TRAVERSE CITY — Michigan is one of four states east of the Dakotas free of white-nose syndrome, a deadly disease that targets a nocturnal, flying mammal.
The disease is known to affect only bats, and, once contracted, spreads from bat-to-bat and has a mortality rate of up to 99 percent. The disease started in New York and spread west, killing millions of bats along the way.
The grave threat to the bat population caused the Fish and Wildlife Service to consider the Northern long-eared bat for endangered status. Officials with the federal agency have a year to make the final decision.
So far, Michigan and Wisconsin bats have been spared, despite the disease’s spread.
“The Great Lakes are in the way,” said Allen Kurta, a professor of biology and bat expert at Eastern Michigan University. “They’re like these huge moats that are preventing the spread directly from the east into Michigan.”

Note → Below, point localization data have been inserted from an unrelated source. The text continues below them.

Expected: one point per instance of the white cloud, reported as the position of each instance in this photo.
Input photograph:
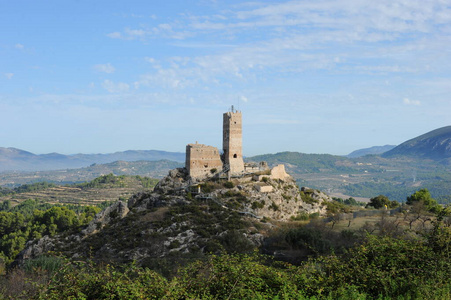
(407, 101)
(383, 37)
(105, 68)
(112, 87)
(114, 35)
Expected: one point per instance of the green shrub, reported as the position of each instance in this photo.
(43, 263)
(258, 204)
(228, 184)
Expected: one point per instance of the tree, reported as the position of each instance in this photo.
(382, 201)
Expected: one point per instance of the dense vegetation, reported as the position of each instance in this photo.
(386, 260)
(33, 219)
(381, 267)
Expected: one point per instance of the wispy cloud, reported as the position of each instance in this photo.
(297, 36)
(112, 87)
(105, 68)
(407, 101)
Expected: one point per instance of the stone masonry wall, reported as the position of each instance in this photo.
(232, 142)
(201, 159)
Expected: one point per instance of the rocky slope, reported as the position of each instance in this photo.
(181, 220)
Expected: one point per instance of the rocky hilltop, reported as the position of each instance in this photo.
(182, 219)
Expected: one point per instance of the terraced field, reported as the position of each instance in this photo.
(98, 190)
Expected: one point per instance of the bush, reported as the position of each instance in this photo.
(228, 184)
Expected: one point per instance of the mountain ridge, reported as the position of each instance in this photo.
(13, 159)
(435, 145)
(375, 150)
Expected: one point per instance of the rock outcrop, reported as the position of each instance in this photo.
(188, 219)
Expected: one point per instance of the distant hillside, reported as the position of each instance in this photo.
(12, 159)
(153, 169)
(372, 150)
(434, 145)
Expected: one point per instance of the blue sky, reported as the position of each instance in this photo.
(309, 76)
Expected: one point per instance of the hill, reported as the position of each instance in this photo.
(106, 188)
(153, 169)
(370, 151)
(434, 145)
(12, 159)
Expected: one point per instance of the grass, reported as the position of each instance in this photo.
(78, 195)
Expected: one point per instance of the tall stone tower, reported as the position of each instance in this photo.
(232, 140)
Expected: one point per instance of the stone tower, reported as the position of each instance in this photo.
(232, 142)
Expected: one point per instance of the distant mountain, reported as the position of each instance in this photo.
(434, 145)
(372, 150)
(12, 159)
(153, 169)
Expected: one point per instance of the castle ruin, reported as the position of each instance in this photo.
(203, 161)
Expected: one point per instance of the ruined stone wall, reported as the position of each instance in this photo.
(201, 159)
(232, 142)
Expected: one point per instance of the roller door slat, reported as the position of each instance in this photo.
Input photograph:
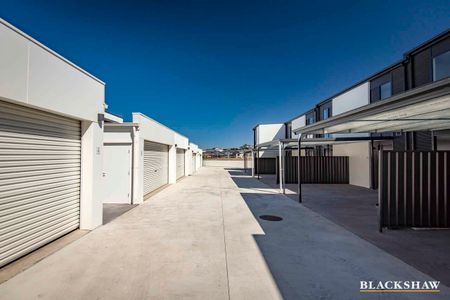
(40, 178)
(156, 166)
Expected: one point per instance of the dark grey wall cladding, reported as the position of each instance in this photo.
(414, 189)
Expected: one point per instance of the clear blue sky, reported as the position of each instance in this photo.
(213, 69)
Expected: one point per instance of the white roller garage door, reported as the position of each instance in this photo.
(180, 163)
(40, 166)
(156, 166)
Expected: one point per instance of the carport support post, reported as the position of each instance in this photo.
(280, 167)
(299, 167)
(253, 163)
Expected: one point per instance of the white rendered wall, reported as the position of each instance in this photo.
(269, 132)
(354, 98)
(33, 75)
(359, 161)
(181, 141)
(138, 167)
(298, 123)
(118, 135)
(152, 130)
(172, 164)
(91, 204)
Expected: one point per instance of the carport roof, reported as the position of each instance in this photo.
(293, 143)
(423, 108)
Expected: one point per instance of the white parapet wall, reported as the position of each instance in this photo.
(234, 164)
(354, 98)
(269, 132)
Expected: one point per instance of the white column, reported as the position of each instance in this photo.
(172, 164)
(91, 202)
(280, 165)
(138, 167)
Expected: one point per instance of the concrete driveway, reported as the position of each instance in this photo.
(202, 239)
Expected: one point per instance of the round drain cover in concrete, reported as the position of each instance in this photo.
(271, 218)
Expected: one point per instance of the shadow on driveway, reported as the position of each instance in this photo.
(354, 208)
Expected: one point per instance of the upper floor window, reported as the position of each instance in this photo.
(310, 119)
(385, 90)
(326, 113)
(441, 66)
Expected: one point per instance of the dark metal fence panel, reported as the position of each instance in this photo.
(317, 169)
(267, 165)
(414, 189)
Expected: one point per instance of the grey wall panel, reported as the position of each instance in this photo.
(40, 173)
(156, 166)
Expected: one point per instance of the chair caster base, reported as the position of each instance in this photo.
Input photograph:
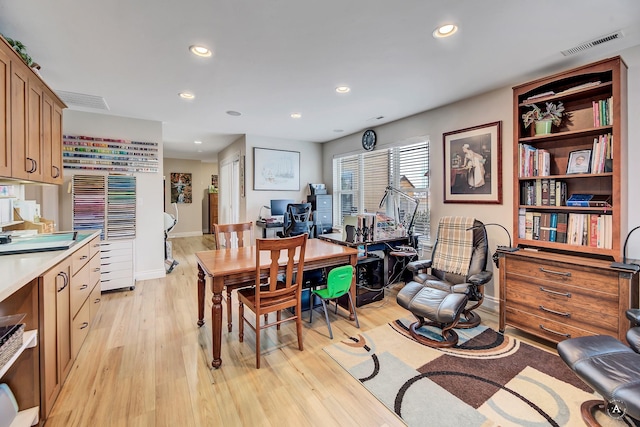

Northern Michigan’s bat population is aided by its choice hibernating habitat: mines, which are far from natural caves, Kurta said.
The disease has been staved off until now, but Kurta said it’s just a matter of time until Michigan bats are infected.
“I would not be surprised to find it this winter,” he said.
Bats are key agricultural players across the nation. They consume a massive number of bugs, often saving plants from unwanted blight.
“Obviously, that role is hugely important to people involved in agriculture and even the forest industry because they eat pests that affect trees and that kind of thing,” said Georgia Parham, a spokesperson for the Fish and Wildlife Service.
Kurta said corn and soy beans are especially vulnerable to the insects that bats eat.
Fruit growers in northwest lower Michigan aren’t concerned about local bat populations, said Duke Elsner, a small fruit educator at Michigan State University Extension.
“In any given year it’s hard to say whether they’re going to eat more pest species, indifferent species or things that we’d like,” Elsner said.
An endangered species listing would help protect the bats’ habitat and could funnel funding into research, Parham said. But, at least for now, there’s no way to stop the disease’s or save infected bats.